The small museum-filled town of Koprivshtitsa was the first stop on our trip across the country. Koprivshtitsa’s claim to fame is its huge amount of preserved National Revival-era houses (built anywhere from 1762-1878) and the role it played in the uprising against the Turks on April, 20th 1876-known as the April Uprising. On that date, it is said that Todor Kableshkov fired the first shots from a small bridge in the town, now known as Kalachev or Kableshkov Bridge.
I had heard so much about this quaint little village and, thankfully, it did not disappoint in the slightest. Vince and I, along with one other couple, were the only people (that I saw) touring the town’s house museums on the day we visited. It was easy to see how such a small village could be so massively popular with tourists in the warmer months. The 400+ preserved structures set along narrow cobblestone alleys, combined with charming little shops selling homemade preserves, honey, crafts, and traditional clothing, make the town a must-see.

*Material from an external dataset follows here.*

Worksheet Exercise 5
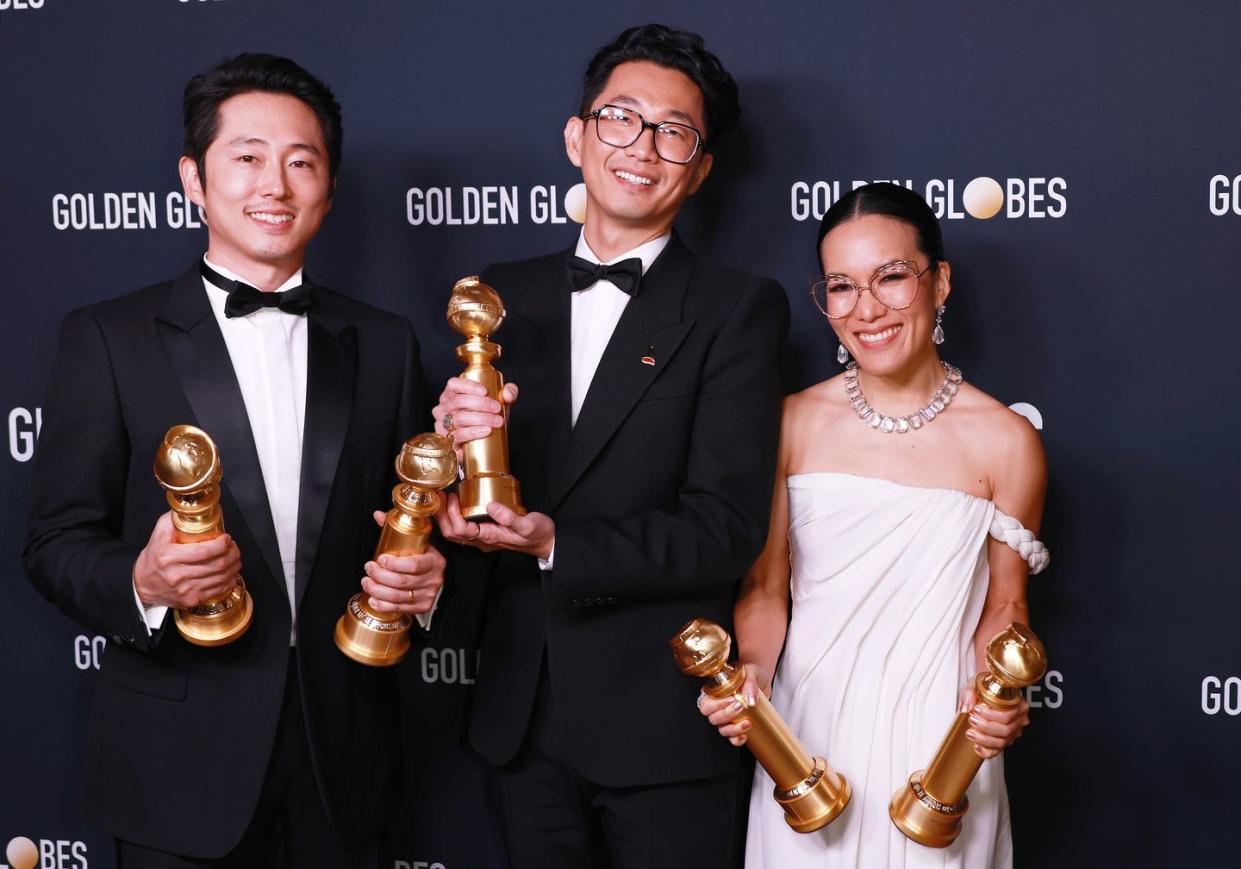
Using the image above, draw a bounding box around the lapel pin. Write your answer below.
[641,346,656,366]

As we visited on a Tuesday, 3 of the 6 house museums were closed. We were able to purchase a ticket that covered the other 3 which were open: Oslekov House, Debelyanov House, and Kableshkov House. Luckily, these are the 3 best examples of architecture from the period (or so we were told), especially the Oslekov and Kableshkov Houses.

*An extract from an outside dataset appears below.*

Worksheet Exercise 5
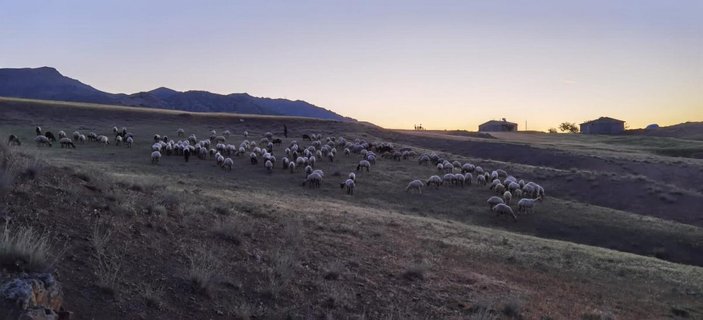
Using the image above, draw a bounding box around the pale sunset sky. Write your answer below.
[1,0,701,130]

Oslekov, a rich merchant who was killed in the April Uprising, built a grand house and outfitted it with many items collected during his travels. Oslekov House is considered the bet example of Revival-period architecture in Koprivshtitsa and is now an ethnographic museum. Conveniently, nearly all of the exhibits and plaques are translated into English.
Dimcho Debelyanov was very well known Bulgarian poet who died during WWI. Debelyanov House itself was built in 1830 and is dedicated to his memory. On display are many of his handwritten poems, photographs, paintings, and other memorabilia.

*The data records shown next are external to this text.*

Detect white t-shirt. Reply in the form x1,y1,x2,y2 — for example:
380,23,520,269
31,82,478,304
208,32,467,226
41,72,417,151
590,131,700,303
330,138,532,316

Next up, we visited Kableshkov House, which was built in 1845. This was my favorite of the 3 houses we visited due to its curved gables, richly painted interior, and large amount of antique items/staged rooms.
The staff at each house was really helpful in giving directions to the next museum and they also overlooked my taking photographs inside the houses, even though photography isn’t permitted (Bulgarians never seem too strict with the rules). Along the way, we stopped at the Church of Uspenie Bogorodichno and visited its graveyard, where Debelyanov and Kableshkov are buried. I have a huge fascination with old graveyards, so making my first visit to one in Bulgaria was a highlight.
The last stop on our tour of Koprivshtitsa was Kableshkov Bridge–the alleged site where Todor Kableshkov fired the shot that started the April Uprising. As such, I made Vince do a gun pose!
Whew! You made it to the end! I promise the rest of my road trip posts will not be near this long. Koprivshtitsa was just a highly anticipated and long-awaited trip, so I went a bit nuts with the photos.
More to come in the next few days (and weeks, probably!).
P.S. Please forgive any grievous spelling or grammatical errors. After writing this behemoth, I have no energy left for proofreading!